Each tentacle had to function independently while still feeling part of a unified organism, interacting believably with physical surfaces like aquarium glass, rocks, and props. Even small inconsistencies in timing or pressure could break the illusion of life, making the animation process both time-consuming and highly iterative.
Water simulation added another layer of complexity. Depending on Marcellus’ location, the surrounding environment had to shift between controlled aquarium fluid dynamics and natural ocean currents.
When Marcellus is in the open ocean, Ritvo’s team created full digital water systems to match lighting, movement, and particulate behavior. In one particularly complex sequence—when Marcellus emerges from a bucket—the entire water interaction was generated digitally.

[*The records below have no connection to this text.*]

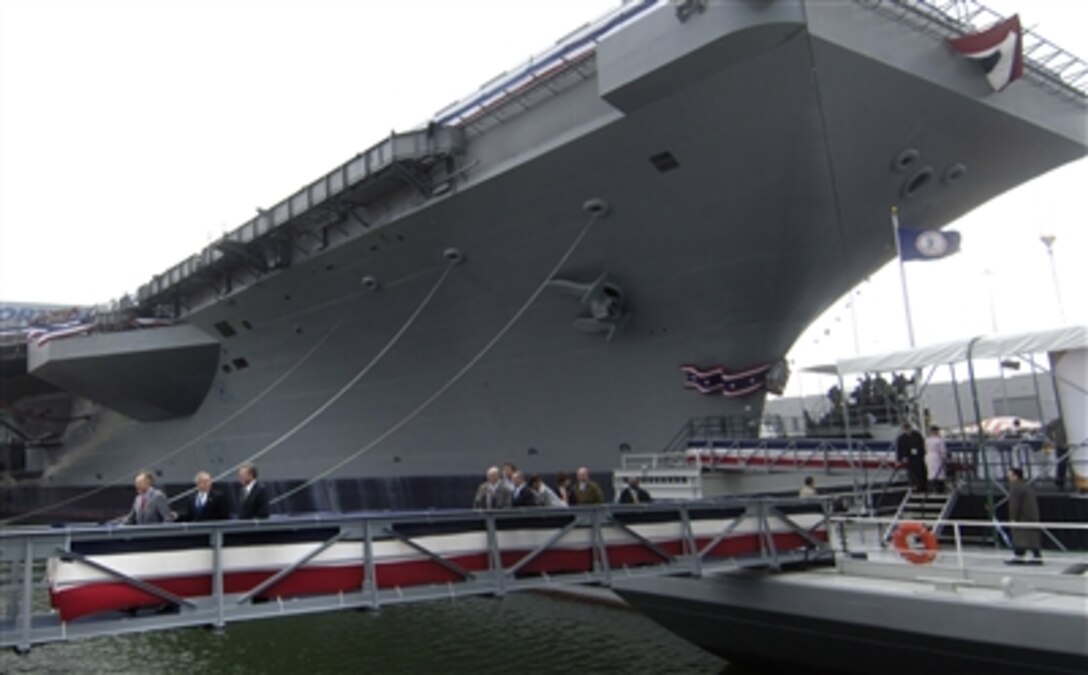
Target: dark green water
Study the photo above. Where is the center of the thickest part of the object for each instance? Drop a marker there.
(535, 633)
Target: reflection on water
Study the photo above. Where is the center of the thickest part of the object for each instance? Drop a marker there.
(533, 631)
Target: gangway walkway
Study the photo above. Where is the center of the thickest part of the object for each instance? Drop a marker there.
(64, 584)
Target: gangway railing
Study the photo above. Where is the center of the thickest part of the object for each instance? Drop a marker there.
(1048, 63)
(63, 584)
(963, 458)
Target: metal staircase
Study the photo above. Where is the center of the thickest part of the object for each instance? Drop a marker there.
(931, 508)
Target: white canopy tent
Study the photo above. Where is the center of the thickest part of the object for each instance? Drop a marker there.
(960, 351)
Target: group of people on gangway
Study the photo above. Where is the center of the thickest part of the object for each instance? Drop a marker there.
(207, 502)
(508, 488)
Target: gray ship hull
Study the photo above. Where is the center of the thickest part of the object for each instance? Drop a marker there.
(749, 161)
(801, 626)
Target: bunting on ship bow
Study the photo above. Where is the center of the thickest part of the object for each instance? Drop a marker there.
(719, 381)
(999, 50)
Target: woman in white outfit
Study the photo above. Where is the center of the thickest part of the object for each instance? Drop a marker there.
(936, 455)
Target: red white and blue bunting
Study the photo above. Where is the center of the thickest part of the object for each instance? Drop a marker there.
(719, 381)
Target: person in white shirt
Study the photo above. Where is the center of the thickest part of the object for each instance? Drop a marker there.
(936, 456)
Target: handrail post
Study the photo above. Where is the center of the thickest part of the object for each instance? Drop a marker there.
(598, 543)
(495, 556)
(959, 545)
(217, 580)
(689, 538)
(369, 569)
(27, 610)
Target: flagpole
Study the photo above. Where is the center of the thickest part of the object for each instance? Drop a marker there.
(902, 275)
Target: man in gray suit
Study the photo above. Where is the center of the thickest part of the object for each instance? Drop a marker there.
(150, 504)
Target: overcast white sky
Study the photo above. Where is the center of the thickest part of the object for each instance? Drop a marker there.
(132, 132)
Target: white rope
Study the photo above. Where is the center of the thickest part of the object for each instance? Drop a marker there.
(127, 476)
(343, 390)
(453, 380)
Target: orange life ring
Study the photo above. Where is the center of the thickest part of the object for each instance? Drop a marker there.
(915, 542)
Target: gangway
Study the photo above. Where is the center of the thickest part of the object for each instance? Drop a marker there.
(83, 581)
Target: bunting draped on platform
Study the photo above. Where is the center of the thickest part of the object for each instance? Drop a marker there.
(717, 380)
(999, 50)
(927, 244)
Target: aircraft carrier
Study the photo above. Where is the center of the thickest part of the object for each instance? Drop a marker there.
(524, 275)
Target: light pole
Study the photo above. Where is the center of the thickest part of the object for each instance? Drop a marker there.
(1048, 241)
(989, 294)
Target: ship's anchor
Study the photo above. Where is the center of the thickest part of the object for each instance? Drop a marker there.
(605, 302)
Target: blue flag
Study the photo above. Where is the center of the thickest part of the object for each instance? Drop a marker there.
(927, 244)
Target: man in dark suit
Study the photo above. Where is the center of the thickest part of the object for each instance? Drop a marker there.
(522, 494)
(207, 503)
(255, 499)
(911, 450)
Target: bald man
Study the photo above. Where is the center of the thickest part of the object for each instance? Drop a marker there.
(493, 492)
(150, 505)
(207, 503)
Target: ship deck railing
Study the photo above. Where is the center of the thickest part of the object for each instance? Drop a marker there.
(1055, 68)
(395, 557)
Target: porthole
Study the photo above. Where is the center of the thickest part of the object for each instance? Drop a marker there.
(917, 181)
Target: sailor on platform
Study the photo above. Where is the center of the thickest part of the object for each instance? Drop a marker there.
(150, 504)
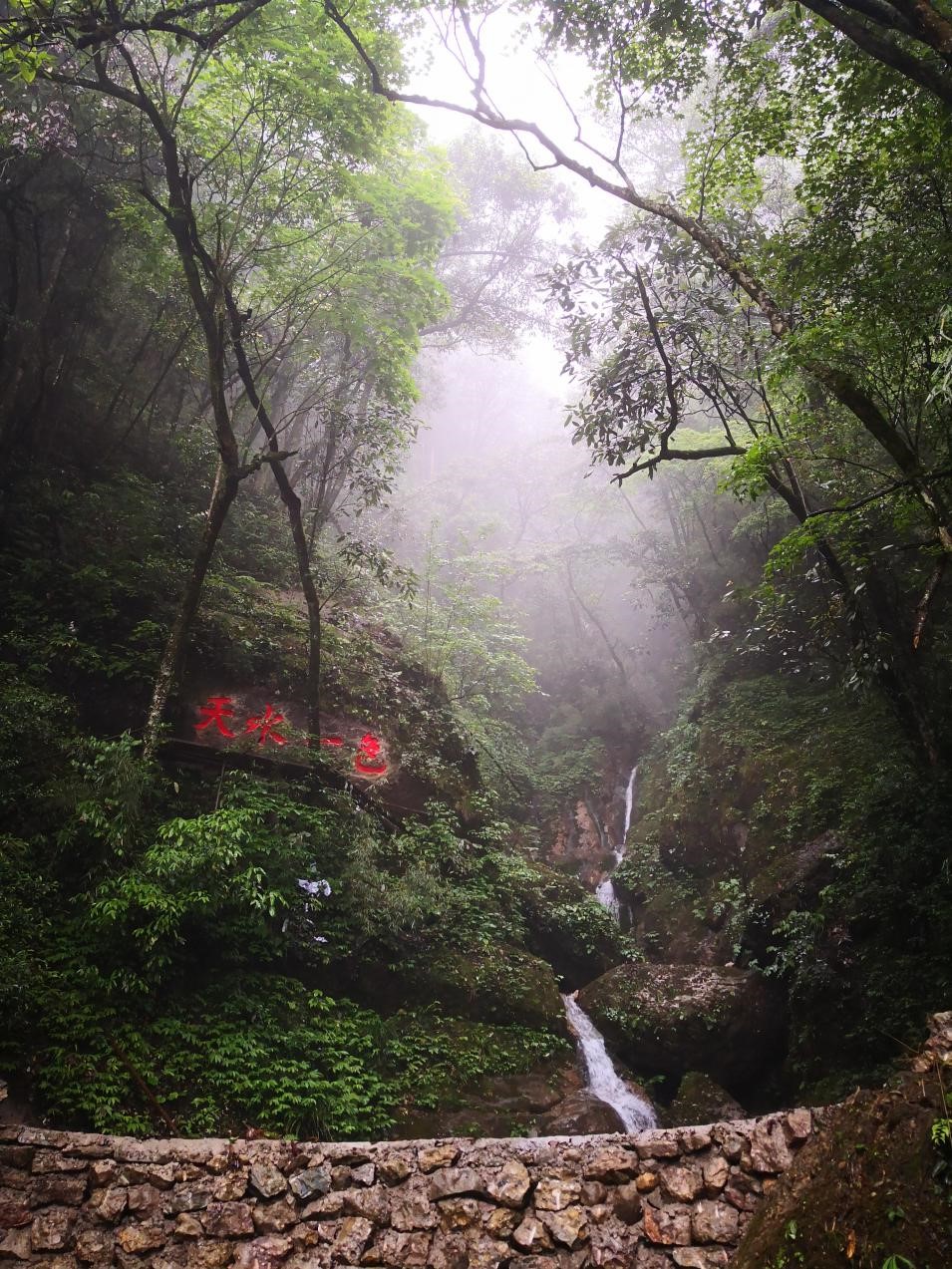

“That’s all digital water,” Ritvo confirms.
Despite the technical challenges, the biggest hurdle was not simulation or rendering. It was emotion.
“The biggest challenge was making Marcellus a character audiences could empathize with,” Ritvo says. “They don’t have a traditional face and eyes. They’re otherworldly.”
To solve that, the team leaned heavily into performance design rather than anthropomorphism. Instead of forcing human traits onto Marcellus, they studied how real octopuses interact with their environment and used audience perception as the emotional bridge.
“When you watch Agnetha in the tank, you’re projecting your own emotions onto it,” Ritvo explains. “I don’t know what she’s actually feeling; she’s probably in a whole different world to us, but she’s looking at you, or she’s curious, and you’re projecting emotions.”
That idea—projection rather than expression—became central to Marcellus’ design philosophy. The character doesn’t need a human face to feel alive. Instead, he exists in a space where human emotion meets animal behavior, allowing viewers to interpret meaning through subtle movement and timing.
Sally Field’s performance played a crucial role in that illusion. Her emotional timing and physical proximity to the invisible creature allowed the VFX team to sync Marcellus’ responses directly to her performance.
“A lot had to do with Sally Field,” Ritvo says. “She’s so good, and a lot of that was mirroring her emotion back onto Marcellus, that projection. A lot of that was dictated by Sally.”
In the end, Remarkably Bright Creatures became more than a technical showcase for digital animation. It became a study in emotional translation—how human grief, curiosity, and connection can be reflected through the movements of a non-human character built from millions of lines of simulation code.
And for Ritvo and his team, the success of Marcellus wasn’t measured in render quality or technical complexity, but in something far simpler: whether audiences believed, even for a moment, that they were looking into the eyes of a creature that understood them back.